I am trying to solve an exercise regarding the calculation of $\pi$ via power sums, but I am puzzled by the wording of a question.
a) Show that $(5+i)^4(239-i)$ is a real positive multiple of $1+i$
b) Show Machin's Formula:
$$\frac{\pi}{4}=4 \arctan \frac{1}{5}-\arctan \ \frac{1}{239}$$
c) Find the power series of arctan around 0. This can be done for
instance by integrating the power series of its derivative.
d) Use partial sums for arctan to calculate estimates for $\pi$. How does this method compare to calculating estimates via $\pi=4 \arctan(1)$?
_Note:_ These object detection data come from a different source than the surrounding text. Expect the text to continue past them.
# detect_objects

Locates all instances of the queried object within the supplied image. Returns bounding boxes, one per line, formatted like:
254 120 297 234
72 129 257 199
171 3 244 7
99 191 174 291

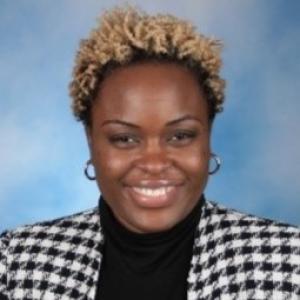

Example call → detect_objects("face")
86 62 210 233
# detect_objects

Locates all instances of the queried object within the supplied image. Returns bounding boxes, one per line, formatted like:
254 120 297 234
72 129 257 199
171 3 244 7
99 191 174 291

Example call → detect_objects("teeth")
133 187 171 197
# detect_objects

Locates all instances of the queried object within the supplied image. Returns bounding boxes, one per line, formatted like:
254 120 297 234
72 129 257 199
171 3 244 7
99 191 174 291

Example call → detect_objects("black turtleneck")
96 197 204 300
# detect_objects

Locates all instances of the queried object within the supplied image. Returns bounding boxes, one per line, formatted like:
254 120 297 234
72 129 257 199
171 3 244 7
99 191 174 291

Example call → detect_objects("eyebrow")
101 115 203 128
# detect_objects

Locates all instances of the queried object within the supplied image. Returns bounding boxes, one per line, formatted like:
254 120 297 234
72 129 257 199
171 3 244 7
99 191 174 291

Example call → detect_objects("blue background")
0 0 300 230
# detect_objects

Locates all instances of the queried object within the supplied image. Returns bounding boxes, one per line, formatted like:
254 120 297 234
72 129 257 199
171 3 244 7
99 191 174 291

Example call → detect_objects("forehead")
92 62 208 123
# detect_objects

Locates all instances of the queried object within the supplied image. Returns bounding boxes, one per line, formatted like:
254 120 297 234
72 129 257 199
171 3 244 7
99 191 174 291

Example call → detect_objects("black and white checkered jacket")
0 201 300 300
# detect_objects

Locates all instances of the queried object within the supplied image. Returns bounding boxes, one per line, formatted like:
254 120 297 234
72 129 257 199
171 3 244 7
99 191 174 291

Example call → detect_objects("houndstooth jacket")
0 201 300 300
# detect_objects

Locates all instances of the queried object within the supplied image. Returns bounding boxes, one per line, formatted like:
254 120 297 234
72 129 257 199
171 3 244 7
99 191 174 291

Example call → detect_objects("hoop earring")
84 159 96 180
208 153 221 175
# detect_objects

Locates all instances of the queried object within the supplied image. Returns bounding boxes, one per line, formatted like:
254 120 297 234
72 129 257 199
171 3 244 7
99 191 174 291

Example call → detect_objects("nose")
135 143 172 175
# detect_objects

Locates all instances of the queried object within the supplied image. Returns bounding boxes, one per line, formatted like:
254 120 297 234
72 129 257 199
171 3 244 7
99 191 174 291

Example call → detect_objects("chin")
129 212 184 233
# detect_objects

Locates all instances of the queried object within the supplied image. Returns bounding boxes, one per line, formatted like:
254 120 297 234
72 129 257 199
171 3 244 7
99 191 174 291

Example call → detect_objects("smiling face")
86 62 210 233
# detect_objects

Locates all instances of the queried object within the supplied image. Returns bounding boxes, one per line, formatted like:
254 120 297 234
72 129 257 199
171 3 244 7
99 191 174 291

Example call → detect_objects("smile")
132 186 174 197
127 183 180 208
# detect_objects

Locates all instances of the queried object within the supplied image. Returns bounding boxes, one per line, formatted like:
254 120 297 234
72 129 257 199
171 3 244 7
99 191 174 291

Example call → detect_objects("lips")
127 180 180 208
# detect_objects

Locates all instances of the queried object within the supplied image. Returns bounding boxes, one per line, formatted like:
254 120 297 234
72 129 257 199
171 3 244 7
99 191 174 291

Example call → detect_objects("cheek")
92 145 130 183
181 142 210 173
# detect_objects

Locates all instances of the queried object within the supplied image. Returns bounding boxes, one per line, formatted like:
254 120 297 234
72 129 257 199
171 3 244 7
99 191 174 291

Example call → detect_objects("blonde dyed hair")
70 6 225 125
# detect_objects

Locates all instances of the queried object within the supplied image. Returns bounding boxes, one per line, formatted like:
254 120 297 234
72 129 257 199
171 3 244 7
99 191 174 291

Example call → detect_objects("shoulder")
0 208 103 299
0 208 100 251
199 201 300 248
189 201 300 299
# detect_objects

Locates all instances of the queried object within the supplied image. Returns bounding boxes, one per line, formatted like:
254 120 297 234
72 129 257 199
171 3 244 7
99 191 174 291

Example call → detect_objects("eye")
109 134 139 148
167 130 197 146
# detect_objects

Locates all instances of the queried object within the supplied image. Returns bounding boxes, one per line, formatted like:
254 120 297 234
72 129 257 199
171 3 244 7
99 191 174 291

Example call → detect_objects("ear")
84 125 92 158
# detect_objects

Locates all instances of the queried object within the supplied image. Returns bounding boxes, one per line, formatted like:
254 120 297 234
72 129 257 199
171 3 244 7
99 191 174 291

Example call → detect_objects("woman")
0 8 300 300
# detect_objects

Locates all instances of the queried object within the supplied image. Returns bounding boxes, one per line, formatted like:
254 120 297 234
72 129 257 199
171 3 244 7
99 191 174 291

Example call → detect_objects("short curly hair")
70 6 225 125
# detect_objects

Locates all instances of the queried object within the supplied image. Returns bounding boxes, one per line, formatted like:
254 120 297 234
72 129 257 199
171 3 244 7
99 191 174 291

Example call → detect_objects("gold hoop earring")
208 153 222 175
84 159 96 180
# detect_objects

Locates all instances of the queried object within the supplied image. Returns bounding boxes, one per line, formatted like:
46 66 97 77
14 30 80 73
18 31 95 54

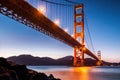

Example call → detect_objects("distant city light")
37 6 46 14
54 19 60 25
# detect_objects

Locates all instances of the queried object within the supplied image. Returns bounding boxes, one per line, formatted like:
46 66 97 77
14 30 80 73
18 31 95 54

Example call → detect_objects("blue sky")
0 0 120 62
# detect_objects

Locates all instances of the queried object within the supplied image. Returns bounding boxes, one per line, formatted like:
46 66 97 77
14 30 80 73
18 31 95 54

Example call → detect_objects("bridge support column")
96 51 102 66
73 4 84 67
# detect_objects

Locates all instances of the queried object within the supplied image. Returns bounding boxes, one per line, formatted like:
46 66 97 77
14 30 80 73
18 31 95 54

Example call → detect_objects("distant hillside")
7 55 120 66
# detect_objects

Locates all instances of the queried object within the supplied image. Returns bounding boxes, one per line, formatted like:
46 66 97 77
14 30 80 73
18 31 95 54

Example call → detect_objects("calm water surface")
27 66 120 80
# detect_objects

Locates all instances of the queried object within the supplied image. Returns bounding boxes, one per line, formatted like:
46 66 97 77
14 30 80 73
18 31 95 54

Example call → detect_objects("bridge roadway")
0 0 99 61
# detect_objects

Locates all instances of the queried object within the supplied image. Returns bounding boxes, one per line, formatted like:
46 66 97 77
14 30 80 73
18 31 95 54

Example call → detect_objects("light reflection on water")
28 66 120 80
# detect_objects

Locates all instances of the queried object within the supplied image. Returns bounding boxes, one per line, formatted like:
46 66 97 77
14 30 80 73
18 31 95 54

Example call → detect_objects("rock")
0 57 11 69
0 58 60 80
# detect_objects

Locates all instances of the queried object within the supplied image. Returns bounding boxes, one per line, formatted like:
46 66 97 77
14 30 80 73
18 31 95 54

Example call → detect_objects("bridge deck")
0 0 99 60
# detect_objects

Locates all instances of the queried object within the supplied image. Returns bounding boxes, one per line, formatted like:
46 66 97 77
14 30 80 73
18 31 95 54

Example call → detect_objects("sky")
0 0 120 62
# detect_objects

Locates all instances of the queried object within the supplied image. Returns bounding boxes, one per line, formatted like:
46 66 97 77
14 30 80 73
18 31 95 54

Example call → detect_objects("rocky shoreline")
0 58 61 80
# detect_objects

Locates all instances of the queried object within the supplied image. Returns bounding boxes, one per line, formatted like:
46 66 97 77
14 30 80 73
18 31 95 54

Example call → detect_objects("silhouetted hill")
7 55 119 66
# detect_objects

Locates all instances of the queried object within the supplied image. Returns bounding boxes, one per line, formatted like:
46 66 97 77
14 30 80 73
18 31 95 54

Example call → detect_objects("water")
27 66 120 80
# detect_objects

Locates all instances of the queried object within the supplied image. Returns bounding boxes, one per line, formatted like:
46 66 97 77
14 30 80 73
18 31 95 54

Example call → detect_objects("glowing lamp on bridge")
64 28 68 32
54 19 60 25
37 6 46 14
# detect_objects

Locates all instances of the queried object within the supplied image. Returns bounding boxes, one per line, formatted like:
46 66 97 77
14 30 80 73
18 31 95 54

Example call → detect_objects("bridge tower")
97 51 101 66
73 4 84 67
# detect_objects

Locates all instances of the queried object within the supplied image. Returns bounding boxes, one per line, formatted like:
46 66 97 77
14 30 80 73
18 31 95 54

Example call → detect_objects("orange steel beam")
0 0 99 60
73 4 84 66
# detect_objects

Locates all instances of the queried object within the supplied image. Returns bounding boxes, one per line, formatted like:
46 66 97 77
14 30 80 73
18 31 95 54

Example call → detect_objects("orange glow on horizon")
64 28 68 33
37 6 46 14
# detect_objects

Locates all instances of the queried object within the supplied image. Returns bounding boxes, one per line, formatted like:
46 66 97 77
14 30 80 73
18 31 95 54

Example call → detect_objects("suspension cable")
41 0 74 6
85 15 95 53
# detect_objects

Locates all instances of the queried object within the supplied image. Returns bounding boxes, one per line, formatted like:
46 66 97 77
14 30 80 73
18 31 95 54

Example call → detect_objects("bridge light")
37 6 46 14
54 19 60 25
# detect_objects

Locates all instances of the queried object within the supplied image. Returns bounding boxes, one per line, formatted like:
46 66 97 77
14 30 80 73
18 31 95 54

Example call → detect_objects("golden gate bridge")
0 0 101 66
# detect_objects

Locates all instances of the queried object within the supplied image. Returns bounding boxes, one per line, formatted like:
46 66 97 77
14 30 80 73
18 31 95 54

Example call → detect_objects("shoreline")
0 57 61 80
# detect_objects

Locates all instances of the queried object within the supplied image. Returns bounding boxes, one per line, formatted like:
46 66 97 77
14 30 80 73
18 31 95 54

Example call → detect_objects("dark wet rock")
0 58 60 80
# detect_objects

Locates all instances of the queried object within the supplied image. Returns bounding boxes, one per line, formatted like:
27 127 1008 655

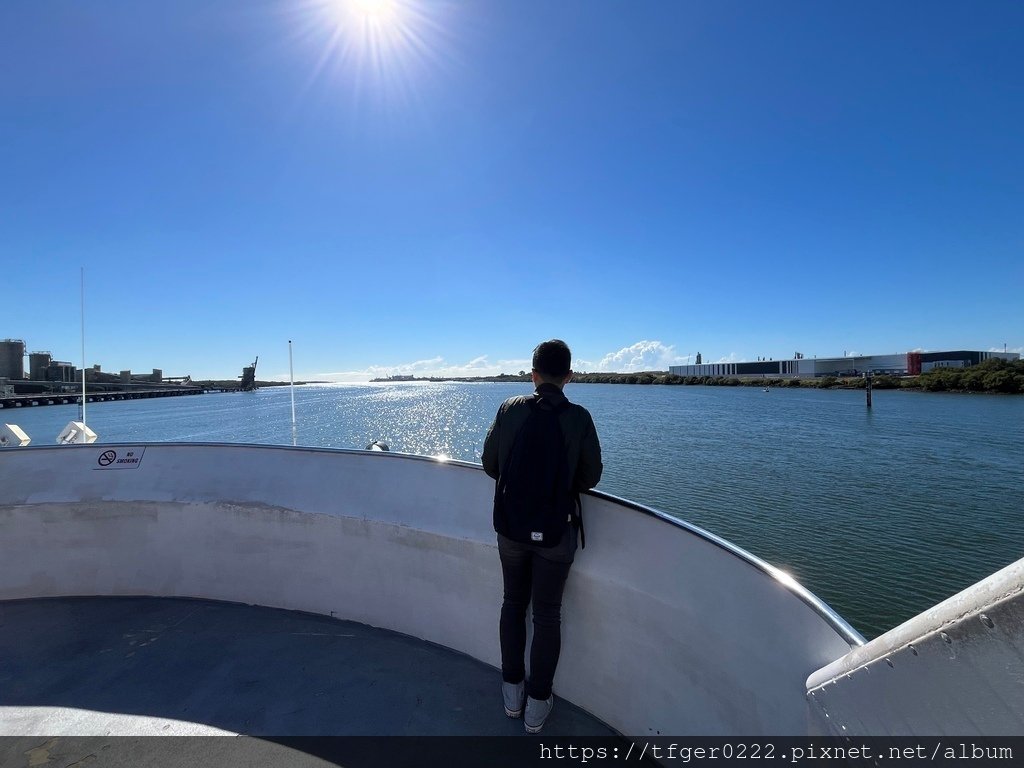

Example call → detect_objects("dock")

I solved a)-c) but have gotten stuck at d). I know from c) that the power series of $\arctan$ at $0$ is given by
$$\arctan(x)=\sum_{n=0}^\infty (-1)^n \frac{x^{2n+1}}{2n+1}$$
But I am at a loss what to do next, as I do not see how to calculate $\pi$ in any other way than using
$$\pi=\arctan(1)=\sum_{n=0}^\infty (-1)^n \frac{1^{2n+1}}{2n+1}$$
Can somebody explain what is supposed to be done here or how this is question is solved?
Best Answer
I think it’s just asking you to substitute $\frac15$ and $\frac1{239}$ into the series to get approximations for $\pi$ and to note that the convergence is much better than for $\arctan1$ because of the additional factor of $\frac1{25}$ per step.